カウンターの奥が収納スペースとなっており、そこに呪われた商品が仕舞ってあった。

両開きの扉を開けると、仕切り棚があり、そこにいくつか商品が並んでいた。

置かれた商品はそう多くはない。
殆どが、魔法が付呪エンチャントされた指輪である。
但し、材質は様々。
金銀銅鉄、真鍮。
ミスリル製もある。

ボトヴィッドは、淡々と言う。

「まあ、呪われた商品を買い取るなんて物好きな店は世界広しといえど、ウチくらいだ」

「成る程」

「まあ、買い取る時は安く買わせて貰ってる。解呪しないと売れないし、その分手間がかかるからな」

「ですね」

「まあ、見ただけで呪われるとか、そんなヤバくて凶悪な商品はないぞ。というか、そんなものよほどの術者じゃないと、迷宮外には持ち出せねえ。」

「まあ、そうでしょうね」

「で、リオネル。

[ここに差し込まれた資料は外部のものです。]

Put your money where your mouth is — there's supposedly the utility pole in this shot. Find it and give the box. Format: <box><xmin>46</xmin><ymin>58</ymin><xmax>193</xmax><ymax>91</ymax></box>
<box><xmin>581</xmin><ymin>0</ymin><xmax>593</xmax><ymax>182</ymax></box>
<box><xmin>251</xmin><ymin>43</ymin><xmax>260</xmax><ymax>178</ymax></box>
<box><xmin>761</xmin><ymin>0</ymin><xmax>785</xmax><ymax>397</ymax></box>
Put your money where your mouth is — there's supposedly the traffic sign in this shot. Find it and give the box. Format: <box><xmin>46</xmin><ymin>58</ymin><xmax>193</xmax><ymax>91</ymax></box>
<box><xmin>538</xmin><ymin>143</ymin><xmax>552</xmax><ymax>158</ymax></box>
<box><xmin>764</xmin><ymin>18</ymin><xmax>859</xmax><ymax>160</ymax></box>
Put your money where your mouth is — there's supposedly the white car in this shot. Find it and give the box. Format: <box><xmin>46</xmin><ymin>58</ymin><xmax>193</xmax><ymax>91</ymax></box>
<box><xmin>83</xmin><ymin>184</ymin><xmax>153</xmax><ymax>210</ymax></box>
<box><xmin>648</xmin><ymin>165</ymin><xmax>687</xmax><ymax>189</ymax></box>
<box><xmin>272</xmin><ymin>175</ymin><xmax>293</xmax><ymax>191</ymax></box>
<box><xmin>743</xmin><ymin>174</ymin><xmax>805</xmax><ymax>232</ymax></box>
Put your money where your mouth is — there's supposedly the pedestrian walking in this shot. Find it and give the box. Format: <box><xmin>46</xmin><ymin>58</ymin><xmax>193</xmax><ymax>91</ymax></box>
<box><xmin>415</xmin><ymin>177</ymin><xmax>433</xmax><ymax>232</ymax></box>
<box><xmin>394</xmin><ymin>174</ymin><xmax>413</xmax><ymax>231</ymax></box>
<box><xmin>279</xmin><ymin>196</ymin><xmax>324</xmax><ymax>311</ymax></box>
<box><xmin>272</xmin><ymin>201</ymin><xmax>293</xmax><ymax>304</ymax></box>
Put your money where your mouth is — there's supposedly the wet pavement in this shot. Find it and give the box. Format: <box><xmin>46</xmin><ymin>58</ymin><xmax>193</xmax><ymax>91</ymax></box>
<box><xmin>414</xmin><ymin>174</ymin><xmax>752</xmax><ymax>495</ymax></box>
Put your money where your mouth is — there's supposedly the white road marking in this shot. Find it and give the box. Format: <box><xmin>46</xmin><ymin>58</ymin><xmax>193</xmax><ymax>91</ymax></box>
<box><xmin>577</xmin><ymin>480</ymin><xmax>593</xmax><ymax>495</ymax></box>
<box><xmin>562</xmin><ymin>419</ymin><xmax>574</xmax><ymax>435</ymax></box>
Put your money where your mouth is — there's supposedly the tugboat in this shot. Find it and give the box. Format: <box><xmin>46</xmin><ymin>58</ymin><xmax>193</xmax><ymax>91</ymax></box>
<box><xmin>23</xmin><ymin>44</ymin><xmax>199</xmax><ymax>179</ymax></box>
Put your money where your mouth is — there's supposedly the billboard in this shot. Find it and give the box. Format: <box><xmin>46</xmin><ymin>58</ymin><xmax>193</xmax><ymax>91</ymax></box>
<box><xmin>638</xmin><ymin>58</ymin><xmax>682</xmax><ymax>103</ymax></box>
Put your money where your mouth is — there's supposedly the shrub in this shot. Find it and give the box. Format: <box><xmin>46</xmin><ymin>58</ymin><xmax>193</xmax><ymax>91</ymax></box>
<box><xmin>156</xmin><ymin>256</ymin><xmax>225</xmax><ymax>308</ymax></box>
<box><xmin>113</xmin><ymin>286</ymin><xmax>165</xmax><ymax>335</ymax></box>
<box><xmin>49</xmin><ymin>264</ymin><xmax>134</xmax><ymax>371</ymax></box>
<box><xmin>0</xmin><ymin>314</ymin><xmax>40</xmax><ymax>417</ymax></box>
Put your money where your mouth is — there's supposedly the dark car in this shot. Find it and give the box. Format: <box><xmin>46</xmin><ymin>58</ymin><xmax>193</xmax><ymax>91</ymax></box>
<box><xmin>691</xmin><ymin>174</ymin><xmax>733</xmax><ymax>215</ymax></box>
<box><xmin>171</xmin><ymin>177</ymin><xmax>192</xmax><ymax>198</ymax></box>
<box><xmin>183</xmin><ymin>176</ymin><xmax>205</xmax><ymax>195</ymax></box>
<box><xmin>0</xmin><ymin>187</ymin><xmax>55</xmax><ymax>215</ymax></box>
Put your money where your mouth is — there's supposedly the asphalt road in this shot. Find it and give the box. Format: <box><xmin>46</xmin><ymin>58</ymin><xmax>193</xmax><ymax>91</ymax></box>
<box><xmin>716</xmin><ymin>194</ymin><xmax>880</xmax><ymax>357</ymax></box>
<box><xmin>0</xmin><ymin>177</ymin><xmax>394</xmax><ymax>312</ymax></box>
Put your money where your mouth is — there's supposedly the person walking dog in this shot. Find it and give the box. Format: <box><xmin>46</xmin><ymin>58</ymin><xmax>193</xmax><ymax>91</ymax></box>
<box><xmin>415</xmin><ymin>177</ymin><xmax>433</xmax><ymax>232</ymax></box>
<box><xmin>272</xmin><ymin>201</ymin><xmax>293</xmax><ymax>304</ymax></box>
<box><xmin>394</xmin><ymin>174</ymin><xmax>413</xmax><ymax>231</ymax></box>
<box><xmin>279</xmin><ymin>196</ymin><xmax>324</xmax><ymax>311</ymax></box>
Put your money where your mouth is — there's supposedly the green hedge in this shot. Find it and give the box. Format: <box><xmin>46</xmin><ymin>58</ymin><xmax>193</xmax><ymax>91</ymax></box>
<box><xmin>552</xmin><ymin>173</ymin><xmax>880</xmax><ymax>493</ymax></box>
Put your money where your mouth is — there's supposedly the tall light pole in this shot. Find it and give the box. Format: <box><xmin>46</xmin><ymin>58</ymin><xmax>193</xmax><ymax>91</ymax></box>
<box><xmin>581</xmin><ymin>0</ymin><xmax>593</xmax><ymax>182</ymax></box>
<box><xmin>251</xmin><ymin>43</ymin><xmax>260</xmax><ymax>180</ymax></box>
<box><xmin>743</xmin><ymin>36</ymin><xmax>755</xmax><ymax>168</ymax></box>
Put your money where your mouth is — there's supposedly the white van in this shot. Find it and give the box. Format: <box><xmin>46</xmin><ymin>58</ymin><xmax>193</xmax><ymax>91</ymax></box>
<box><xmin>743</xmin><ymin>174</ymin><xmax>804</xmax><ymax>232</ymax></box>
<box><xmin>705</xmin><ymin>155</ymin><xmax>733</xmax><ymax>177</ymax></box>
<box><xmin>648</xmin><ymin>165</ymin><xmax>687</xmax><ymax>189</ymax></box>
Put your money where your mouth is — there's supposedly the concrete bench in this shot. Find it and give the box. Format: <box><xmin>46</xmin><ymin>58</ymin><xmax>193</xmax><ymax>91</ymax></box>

お前が見て、買いたいと思う商品はあるかね?」

ボトヴィッドが尋ねると、

「……拝見します」

リオネルは収納スペースに一歩、二歩と近づいた。

「おおっと、悪いが触らんでくれよ。本当にヤバイ奴はないが、体力、魔力吸収、麻痺とかの呪いがかかっているからな」

「了解です」

「俺もこいつらを触る時は、強力な魔導破邪手袋を使うんだ。絶対に素手では触れねえよ」

リオネルは、究極の防御魔法『破邪霊鎧はじゃれいがい』を習得している。
その効果で、呪いは一切無効となっている。
よほど強力な呪いでなければ、ダメージは受けないはずだ。

しかし、リオネルはボトヴィッドの指示に従った。

少し離れた場所から、観察する。

呪われた商品を凝視するリオネルの目に、
あるひとつの指輪が目に留まったのである。